When The NFL asked ME to come to them, I agreed and was given access to people, programs, and executives’ time to share what I thought about my experience with educating parents and kids and coaches. From Roger to Scott to Paul – I met and talked executives whose young kids now play sports. These dads want safer play and they are committed to spend money and time to change youth football and all youth sports. Someone has to lead the way, ANYONE? ANYONE? US Lacrosse has taken great steps for their players and program but we need more help as the scale of kids in youth sports is huge.

Last Friday night, I spoke with my youth speaker, Chris Coyne, to over 500 inner city kids and their families who came out of their depressed, high crime city to the local stadium for a awesome football pep rally (kids, babies, grandparents, and parents). They were such a great crowd and really listened to what we had to say. When I handed out CDC flyers after the event, almost every person thanked us for coming to share info with them.

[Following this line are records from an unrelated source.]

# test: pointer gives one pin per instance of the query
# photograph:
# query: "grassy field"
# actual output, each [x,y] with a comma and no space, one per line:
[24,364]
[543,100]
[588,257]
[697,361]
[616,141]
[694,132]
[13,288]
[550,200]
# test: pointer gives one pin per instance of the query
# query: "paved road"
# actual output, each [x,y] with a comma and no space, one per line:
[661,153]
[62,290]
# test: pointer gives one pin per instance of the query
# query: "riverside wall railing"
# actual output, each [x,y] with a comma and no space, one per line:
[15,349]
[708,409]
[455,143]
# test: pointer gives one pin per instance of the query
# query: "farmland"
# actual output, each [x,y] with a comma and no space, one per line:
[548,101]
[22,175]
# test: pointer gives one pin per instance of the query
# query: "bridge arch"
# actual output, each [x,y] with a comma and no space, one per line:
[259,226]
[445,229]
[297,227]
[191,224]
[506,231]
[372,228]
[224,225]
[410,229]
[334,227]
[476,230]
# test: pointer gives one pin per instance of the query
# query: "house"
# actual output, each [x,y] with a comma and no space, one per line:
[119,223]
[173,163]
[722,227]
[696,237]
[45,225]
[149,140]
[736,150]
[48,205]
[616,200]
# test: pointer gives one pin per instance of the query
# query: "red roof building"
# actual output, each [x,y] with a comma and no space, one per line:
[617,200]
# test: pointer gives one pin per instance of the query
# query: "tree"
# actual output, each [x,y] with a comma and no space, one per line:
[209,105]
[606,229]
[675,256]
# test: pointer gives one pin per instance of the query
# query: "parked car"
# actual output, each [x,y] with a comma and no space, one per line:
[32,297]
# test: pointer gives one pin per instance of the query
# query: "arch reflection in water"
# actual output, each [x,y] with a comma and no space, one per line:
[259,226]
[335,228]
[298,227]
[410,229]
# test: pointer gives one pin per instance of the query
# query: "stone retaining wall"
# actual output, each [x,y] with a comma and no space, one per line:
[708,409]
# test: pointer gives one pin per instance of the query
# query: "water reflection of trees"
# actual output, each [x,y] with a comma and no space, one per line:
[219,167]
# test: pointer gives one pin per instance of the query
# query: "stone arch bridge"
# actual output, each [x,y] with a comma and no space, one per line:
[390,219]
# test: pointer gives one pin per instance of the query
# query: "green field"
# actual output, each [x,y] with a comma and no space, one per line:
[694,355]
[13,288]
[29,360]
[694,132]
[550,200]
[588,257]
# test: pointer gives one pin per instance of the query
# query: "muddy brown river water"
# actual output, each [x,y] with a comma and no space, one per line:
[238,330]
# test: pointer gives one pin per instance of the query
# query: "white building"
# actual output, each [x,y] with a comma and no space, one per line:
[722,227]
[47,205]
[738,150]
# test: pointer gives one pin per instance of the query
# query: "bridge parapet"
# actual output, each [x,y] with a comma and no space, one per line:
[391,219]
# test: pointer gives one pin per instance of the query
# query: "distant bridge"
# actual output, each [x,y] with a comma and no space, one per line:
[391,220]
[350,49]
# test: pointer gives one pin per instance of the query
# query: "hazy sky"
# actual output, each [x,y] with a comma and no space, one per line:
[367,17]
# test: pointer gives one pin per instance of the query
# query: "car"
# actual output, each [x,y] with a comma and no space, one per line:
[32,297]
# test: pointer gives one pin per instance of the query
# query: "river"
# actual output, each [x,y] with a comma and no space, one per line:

Did I get paid? No. There is not money in this league for this kind of education. It cost me 6 hours away from my own kids, gas there and back in Friday night I-95 traffic, and I had to spend $100 of my own money to rent a sound system. Worth it? Yes. Do I need help? Yes. I need money to expand. Does what I do matter? Yes, because three kids have already had concussions there, and I hope they will now get appropriate medical care faster knowing what I taught. My real dream is that every team could have an AT on the field, but don’t get me started on that.

I didn’t grow up with football, my kids didn’t play – football is not part of my world – we were a lax family until my son had 7 concussion (only one lax). But what I saw in the stands of that city stadium were loving, devoted caring families who got out of work on a hot Friday night to gather around something they love. It provided their children with great coaches (role models) and an alternative to hanging out in the streets.

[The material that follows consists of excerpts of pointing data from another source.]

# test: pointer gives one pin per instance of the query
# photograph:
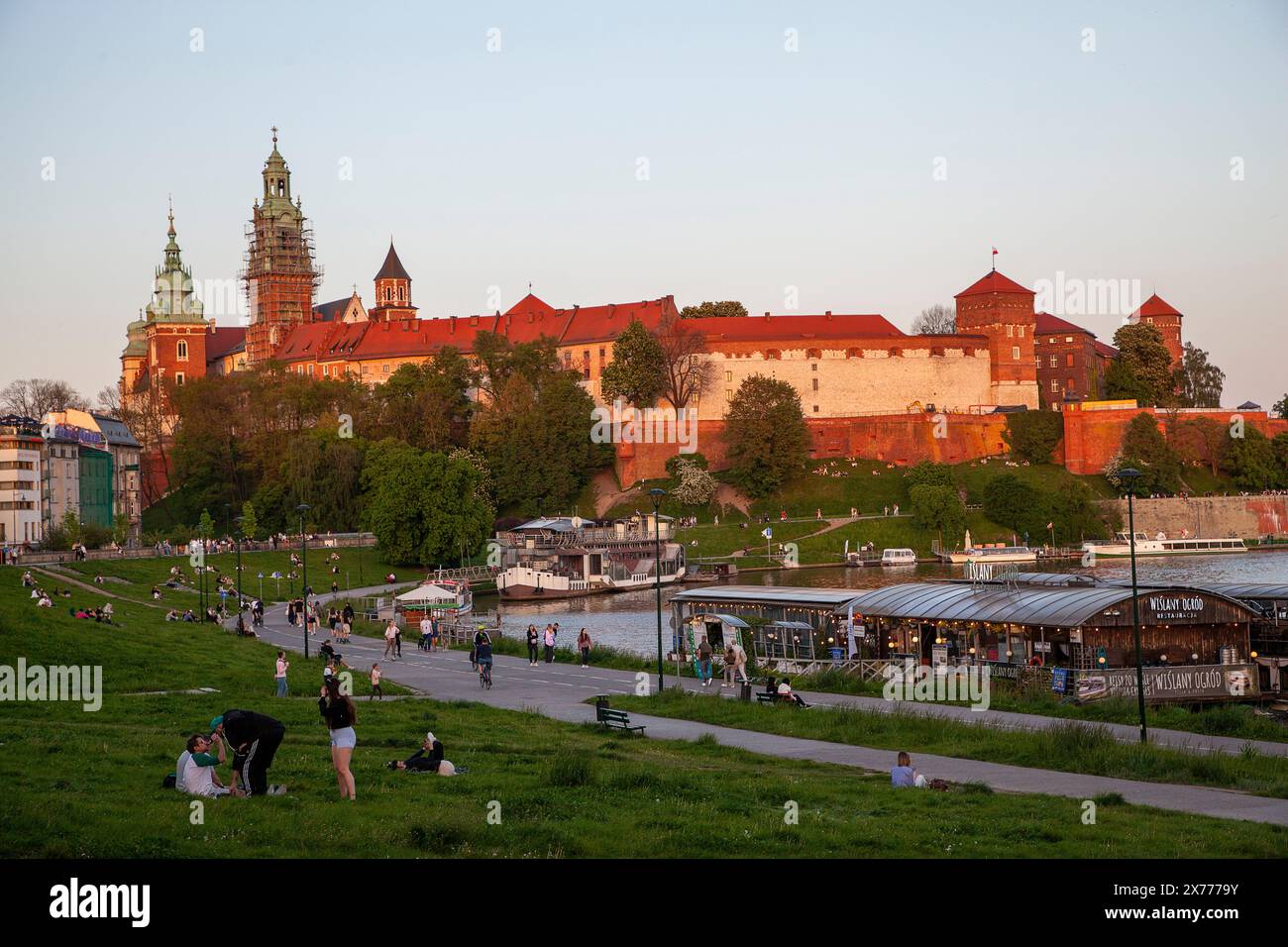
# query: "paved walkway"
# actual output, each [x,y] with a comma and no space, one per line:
[559,690]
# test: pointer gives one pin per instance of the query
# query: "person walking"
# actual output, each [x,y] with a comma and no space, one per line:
[704,661]
[739,664]
[390,634]
[254,738]
[279,677]
[340,715]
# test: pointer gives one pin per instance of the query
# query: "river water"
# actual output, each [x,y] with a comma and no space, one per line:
[629,620]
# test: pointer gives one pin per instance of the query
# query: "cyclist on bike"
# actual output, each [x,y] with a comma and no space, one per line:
[483,655]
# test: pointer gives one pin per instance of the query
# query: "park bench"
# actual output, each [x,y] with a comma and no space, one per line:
[614,719]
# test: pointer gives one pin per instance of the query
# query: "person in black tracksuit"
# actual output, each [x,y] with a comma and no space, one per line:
[254,738]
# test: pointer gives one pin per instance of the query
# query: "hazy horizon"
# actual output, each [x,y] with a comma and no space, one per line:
[842,158]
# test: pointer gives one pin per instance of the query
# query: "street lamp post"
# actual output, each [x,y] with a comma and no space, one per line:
[237,522]
[657,493]
[304,578]
[1128,476]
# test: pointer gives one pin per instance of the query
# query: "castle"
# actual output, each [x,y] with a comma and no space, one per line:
[866,386]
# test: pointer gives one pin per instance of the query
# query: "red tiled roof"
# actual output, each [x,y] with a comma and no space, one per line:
[789,328]
[224,341]
[993,282]
[1155,305]
[1046,322]
[421,337]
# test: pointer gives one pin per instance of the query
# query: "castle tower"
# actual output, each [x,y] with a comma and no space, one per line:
[279,273]
[1160,315]
[1003,309]
[393,290]
[166,346]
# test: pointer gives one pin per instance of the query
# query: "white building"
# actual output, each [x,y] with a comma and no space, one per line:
[20,480]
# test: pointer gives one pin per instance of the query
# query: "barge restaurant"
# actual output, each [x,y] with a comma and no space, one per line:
[1067,621]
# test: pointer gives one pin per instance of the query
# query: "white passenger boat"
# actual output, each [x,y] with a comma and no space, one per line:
[1163,545]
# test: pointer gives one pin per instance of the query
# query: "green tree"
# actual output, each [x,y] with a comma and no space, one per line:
[1146,450]
[638,369]
[928,474]
[765,434]
[1142,365]
[696,487]
[1198,382]
[250,526]
[936,506]
[424,506]
[1014,504]
[536,442]
[1033,436]
[1253,463]
[724,309]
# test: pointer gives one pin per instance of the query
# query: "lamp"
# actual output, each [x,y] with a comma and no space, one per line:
[1128,476]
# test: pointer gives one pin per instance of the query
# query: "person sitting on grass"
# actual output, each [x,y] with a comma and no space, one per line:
[785,693]
[426,759]
[902,775]
[198,772]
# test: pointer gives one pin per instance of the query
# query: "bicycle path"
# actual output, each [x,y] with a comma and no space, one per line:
[559,690]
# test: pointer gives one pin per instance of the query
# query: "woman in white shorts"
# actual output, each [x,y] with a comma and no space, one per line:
[340,715]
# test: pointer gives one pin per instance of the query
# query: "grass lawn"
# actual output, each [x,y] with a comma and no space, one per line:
[1222,720]
[88,784]
[1069,749]
[360,566]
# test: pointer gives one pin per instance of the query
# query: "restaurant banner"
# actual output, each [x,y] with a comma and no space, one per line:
[1188,684]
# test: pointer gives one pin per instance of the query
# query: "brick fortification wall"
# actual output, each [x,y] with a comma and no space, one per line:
[902,438]
[1211,517]
[1093,436]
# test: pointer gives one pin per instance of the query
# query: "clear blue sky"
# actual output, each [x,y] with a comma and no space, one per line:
[768,169]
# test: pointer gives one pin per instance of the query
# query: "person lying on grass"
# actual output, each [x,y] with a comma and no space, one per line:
[426,759]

So say we ban football as evil and bad for kids – I do not think these kids are going to be playing tennis or sailing or going to sleep away camp. But if I can volunteer my time to make this youth sport experience (which is already pretty entrenched in the USA) as safe as possible for those kids, I am going to go. I also have volunteered my time for the last four years to talk to the inner city lacrosse team and they ran over and called me “the concussion lady.”

But what if someone will help – NFL, an auto part company – I don’t care as long as I believe they are sincere about YOUTH sports. I met fathers at the NFL and looked in their eyes – they are sincere about this. Are the pros someone else’s child? Yes, they deserve their say in court, but back to the kids who are NOW playing youth football as we argue on… we have to start somewhere.

The CDC started producing concussion flyers in 1996 – the year before my son was born. CDC flyers are not making it from their warehouse to your house.  And I am trying to be the local distribution system for CT people who don’t know they need this info. It’s a hard sell in a poor economy to ask people to pay for something they don’t think they need.

I don’t judge what people decide to do with their lives – My children do not ride bikes on public roads as it has been my experience that I have lost friends’ lives and various body parts to being hit on bikes by cars. Biking is terrible in my personal experience, but other people seem to love it and ride all over the place with their kids in tow. America is a beautiful place because we can make choices.

We all take risks. What kills me is seeing kids hurt in the concussion clinic every week – in football season and outside football season. The NFL and USA Football showed me that they are sincere about youth football and that is better than the sports who do nothing. Kids get concussions in life. Maybe football is taking the first step that will change the game. I want to be part of the solution and it beats being alone.